According to the 12-count indictment, which was handed down last Friday, against Manafort, 68, and Gates, 45, charges include conspiracy against the United States, conspiracy to launder money, performing as an unregistered agent of a foreign principal, false and misleading FARA (Foreign Agents Registration Act) statements, false statements and seven counts of failure to file reports of foreign bank and financial accounts.
While the investigation detailed incidents that occurred before the 2016 campaign period, the indictment says the men's "scheme" was to defraud the government of taxes based on millions of dollars earned overseas. The indictment does not reference Trump, the campaign, or the White House.
It was important to indict Manafort first, said Dershowitz, in order to get leverage over him.
"The first rule in American crime is if you're going to commit a crime, commit it with somebody more important than you are so that you can turn them in, they can't turn you in, and that's what's going to happen," said Dershowitz.
He added that there may be a deal in the works between Manafort and the prosecution, but he does not think Trump will end up pardoning Manafort if he's convicted.

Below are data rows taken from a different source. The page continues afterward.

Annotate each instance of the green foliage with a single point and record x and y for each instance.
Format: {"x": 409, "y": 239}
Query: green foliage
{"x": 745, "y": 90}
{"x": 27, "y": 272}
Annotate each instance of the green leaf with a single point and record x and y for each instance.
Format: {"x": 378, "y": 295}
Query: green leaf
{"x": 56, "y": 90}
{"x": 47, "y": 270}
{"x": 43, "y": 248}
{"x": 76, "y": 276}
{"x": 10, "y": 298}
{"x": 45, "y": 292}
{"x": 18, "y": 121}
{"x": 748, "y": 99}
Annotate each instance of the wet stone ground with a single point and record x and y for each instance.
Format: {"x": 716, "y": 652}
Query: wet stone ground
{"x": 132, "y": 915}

"He could, of course," said Dershowitz. "Politically, that would be difficult...but Manafort now is the first domino. And what Mueller wants to do is see him as the first domino, the second domino, the third domino, ultimately trying to get to the third domino."
If Manafort doesn't have anything on Trump, then he'll "twist in the wind," said Dershowitz.

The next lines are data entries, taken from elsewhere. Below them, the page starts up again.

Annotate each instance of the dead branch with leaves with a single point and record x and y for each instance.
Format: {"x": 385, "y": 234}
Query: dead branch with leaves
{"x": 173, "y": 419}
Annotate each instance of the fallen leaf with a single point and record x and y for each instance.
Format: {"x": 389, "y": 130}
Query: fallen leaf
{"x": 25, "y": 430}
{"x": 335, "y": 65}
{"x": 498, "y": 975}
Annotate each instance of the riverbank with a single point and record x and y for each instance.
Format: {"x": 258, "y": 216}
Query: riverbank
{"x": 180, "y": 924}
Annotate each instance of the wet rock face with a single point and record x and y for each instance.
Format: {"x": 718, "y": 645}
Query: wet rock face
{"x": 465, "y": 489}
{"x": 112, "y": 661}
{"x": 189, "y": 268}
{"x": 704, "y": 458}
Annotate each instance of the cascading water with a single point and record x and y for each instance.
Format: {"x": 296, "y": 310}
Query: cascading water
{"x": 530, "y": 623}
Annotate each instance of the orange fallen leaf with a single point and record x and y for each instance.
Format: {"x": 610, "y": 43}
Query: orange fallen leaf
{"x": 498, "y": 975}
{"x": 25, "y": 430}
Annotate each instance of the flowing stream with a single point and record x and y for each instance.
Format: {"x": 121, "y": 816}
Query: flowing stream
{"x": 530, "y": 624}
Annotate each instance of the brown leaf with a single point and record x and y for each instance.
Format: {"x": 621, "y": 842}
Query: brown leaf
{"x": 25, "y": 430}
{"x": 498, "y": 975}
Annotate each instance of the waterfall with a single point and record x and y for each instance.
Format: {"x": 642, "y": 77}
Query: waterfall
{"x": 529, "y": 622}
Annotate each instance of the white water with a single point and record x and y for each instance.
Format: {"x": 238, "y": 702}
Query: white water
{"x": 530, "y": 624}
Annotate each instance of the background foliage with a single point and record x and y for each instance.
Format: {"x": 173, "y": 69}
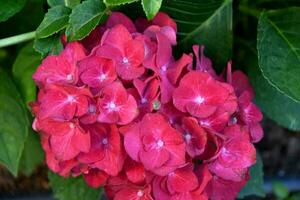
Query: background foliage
{"x": 266, "y": 45}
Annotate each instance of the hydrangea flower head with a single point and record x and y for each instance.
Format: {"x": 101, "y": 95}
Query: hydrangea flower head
{"x": 118, "y": 109}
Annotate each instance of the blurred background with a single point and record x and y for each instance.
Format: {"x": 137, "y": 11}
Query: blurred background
{"x": 279, "y": 150}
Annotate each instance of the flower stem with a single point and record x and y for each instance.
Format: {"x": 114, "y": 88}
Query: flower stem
{"x": 17, "y": 39}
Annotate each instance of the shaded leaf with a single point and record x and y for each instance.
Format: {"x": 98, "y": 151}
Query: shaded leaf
{"x": 27, "y": 20}
{"x": 255, "y": 185}
{"x": 23, "y": 68}
{"x": 84, "y": 18}
{"x": 72, "y": 188}
{"x": 278, "y": 44}
{"x": 10, "y": 7}
{"x": 55, "y": 20}
{"x": 207, "y": 22}
{"x": 277, "y": 106}
{"x": 13, "y": 124}
{"x": 151, "y": 7}
{"x": 50, "y": 45}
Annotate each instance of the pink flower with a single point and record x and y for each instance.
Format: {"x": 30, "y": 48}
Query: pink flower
{"x": 95, "y": 178}
{"x": 64, "y": 102}
{"x": 97, "y": 72}
{"x": 131, "y": 118}
{"x": 235, "y": 157}
{"x": 194, "y": 136}
{"x": 60, "y": 69}
{"x": 118, "y": 45}
{"x": 200, "y": 95}
{"x": 106, "y": 152}
{"x": 134, "y": 193}
{"x": 116, "y": 105}
{"x": 66, "y": 139}
{"x": 156, "y": 144}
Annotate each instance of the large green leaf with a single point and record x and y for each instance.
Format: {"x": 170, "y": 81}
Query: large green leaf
{"x": 50, "y": 45}
{"x": 72, "y": 188}
{"x": 255, "y": 185}
{"x": 13, "y": 124}
{"x": 33, "y": 154}
{"x": 278, "y": 44}
{"x": 118, "y": 2}
{"x": 151, "y": 7}
{"x": 274, "y": 104}
{"x": 55, "y": 20}
{"x": 10, "y": 7}
{"x": 23, "y": 68}
{"x": 27, "y": 20}
{"x": 207, "y": 22}
{"x": 84, "y": 18}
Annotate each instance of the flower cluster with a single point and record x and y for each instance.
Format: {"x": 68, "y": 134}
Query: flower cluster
{"x": 120, "y": 110}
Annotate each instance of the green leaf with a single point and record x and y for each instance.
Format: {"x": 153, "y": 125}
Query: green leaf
{"x": 278, "y": 44}
{"x": 151, "y": 7}
{"x": 277, "y": 106}
{"x": 68, "y": 3}
{"x": 23, "y": 68}
{"x": 56, "y": 19}
{"x": 255, "y": 185}
{"x": 84, "y": 18}
{"x": 13, "y": 124}
{"x": 72, "y": 188}
{"x": 33, "y": 154}
{"x": 51, "y": 45}
{"x": 118, "y": 2}
{"x": 10, "y": 7}
{"x": 204, "y": 22}
{"x": 280, "y": 190}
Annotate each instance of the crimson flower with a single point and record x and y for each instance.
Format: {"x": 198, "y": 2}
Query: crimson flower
{"x": 156, "y": 144}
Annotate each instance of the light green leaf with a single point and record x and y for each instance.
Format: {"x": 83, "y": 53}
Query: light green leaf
{"x": 33, "y": 154}
{"x": 8, "y": 8}
{"x": 255, "y": 185}
{"x": 68, "y": 3}
{"x": 51, "y": 45}
{"x": 72, "y": 188}
{"x": 23, "y": 68}
{"x": 274, "y": 104}
{"x": 278, "y": 44}
{"x": 55, "y": 20}
{"x": 151, "y": 7}
{"x": 13, "y": 124}
{"x": 53, "y": 3}
{"x": 118, "y": 2}
{"x": 204, "y": 22}
{"x": 84, "y": 18}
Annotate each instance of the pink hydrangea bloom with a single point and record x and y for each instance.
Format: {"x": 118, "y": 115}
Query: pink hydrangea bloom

"If he has nothing to offer, he's just going to have to defend himself on these financial charges that have nothing to do with Trump," said Dershowitz. "This shows the danger."
Trump's attorney, Ty Cobb, said last week the president has no concerns that Manafort or others from the campaign will have damaging information on Trump, but Dershowitz said that may be more "wishful thinking."
"The only people who know that are the president himself and Mr. Manafort, and the president probably has a pretty good idea that he doesn't have anything on him," said Dershowitz.
Even if there is evidence of collusion, "that's not even a crime," said Dershowitz. "Sometimes prosecutors can twist you not only into singing but into composing. Into making something up against somebody.
Meanwhile, Dershowitz said he does not believe Trump, as a sitting president, could face indictment, as that would "probably" have to wait until he's out of office.
"But that's the danger of a special prosecutor," he said. "He has to go after somebody. He can't just spend all the money and do nothing, and so even if he can't find anything related to what he was ultimately appointed for, if he can find little things, that's going to be a victory for him. That's the democracy of criminalization, criminal differences today."